Questo è il Vampiro. Un Vampiro piccolo piccolo, ma comunque un Vampiro.

E a quanti non è capitato almeno una volta di trovarsi davanti a una personaggio di dubbie qualità morali ma ammantato di un alone di potere, e provare contemporaneamente un senso di assoluta estraneità e di infiammata disponibilità a compiacerlo in ogni modo? Il suo bisogno di dominare sugli altri emana da lui come un odore. Egli alterna atteggiamenti volti a farci sentire delle assolute nullità al suo confronto con altri più bonari e apparentemente umani. Questi ultimi completano la cattura. Basterà un suo sorriso, un suo ammiccamento, un gesto di confidenza per farci vibrare di un'emozione aliena, misteriosa, che ci spingerà ad assumere atteggiamenti e a compiere atti improntati a una totale accondiscendenza nei suoi confronti. Compiacerlo sarà per noi il più grande onore.
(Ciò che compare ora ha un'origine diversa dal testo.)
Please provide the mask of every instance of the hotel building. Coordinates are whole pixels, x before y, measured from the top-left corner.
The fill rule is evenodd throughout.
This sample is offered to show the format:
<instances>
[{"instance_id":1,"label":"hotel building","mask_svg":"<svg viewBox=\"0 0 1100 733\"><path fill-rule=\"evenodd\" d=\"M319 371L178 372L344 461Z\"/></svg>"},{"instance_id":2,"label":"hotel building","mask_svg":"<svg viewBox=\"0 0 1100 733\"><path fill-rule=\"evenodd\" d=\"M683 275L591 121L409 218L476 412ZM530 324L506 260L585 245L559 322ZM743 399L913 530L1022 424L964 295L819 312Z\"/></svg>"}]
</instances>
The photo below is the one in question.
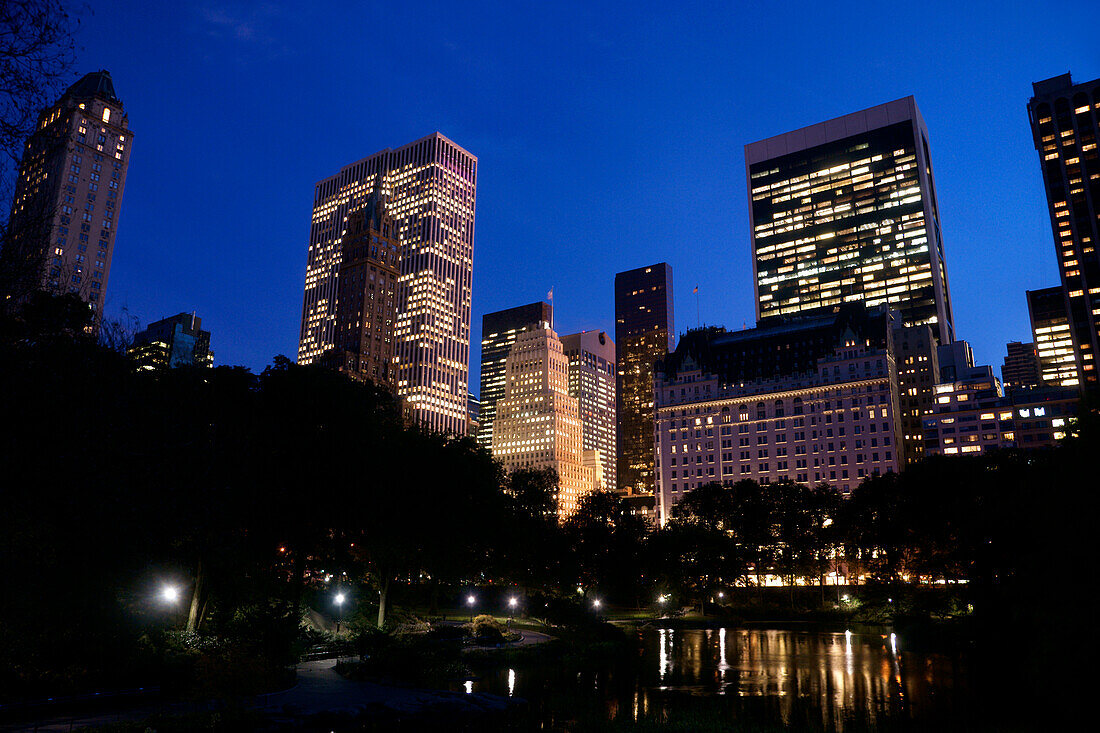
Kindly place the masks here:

Questo è il Vampiro. Un Vampiro solo un po' più grande del precedente.

Il Vampiro della letteratura, dunque, non è altro che la metafora di un tipo umano estremamente diffuso nel nostro mondo e le modalità di appropriazione dell'energia vitale, cioè del sangue, hanno un ampio spettro che va dalla negazione di un saluto, di un sorriso, dell'attenzione, della risposta a una domanda, del riconoscimento di un merito fino alla violenza psicologica e alla privazione della libertà di pensare, o addirittura di vivere. Il Centro AntiVampiri vuole accompagnarci alla scoperta di dimensioni e aspetti della realtà quotidiana che insospettatamente erano sfuggiti alla consapevolezza, indicando quanto è diffuso il fenomeno del vampirismo e sottolineando quanto la sua ampiezza e il suo essere così tanta parte della realtà non bastino a renderlo legittimo.
Ma attenzione: quando, coscientemente o in modo istintivo, qualcuno si sottrae a questo meccanismo, quando qualcuno non si dimostra disposto a lasciarsi rubare energia e a rubarla ad altri, viene immediatamente notato come un essere alieno: non è come gli altri, è diverso, è "strano"; viene additato ora come un povero sciocco con tendenza all'autodistruzione ora, al contrario, come un astuto e infido tessitore di trame occulte. Comunque una persona che è meglio isolare. Quindi, cari appartenenti alla Razza Umana, nel tentare di evitare l'estinzione, cerchiamo di non fare passi falsi. L'errore più grave sarebbe quello di lanciare contro il mondo dei Vampiri sfide cieche e isolate. La soluzione? Impariamo a riconoscerci tra noi.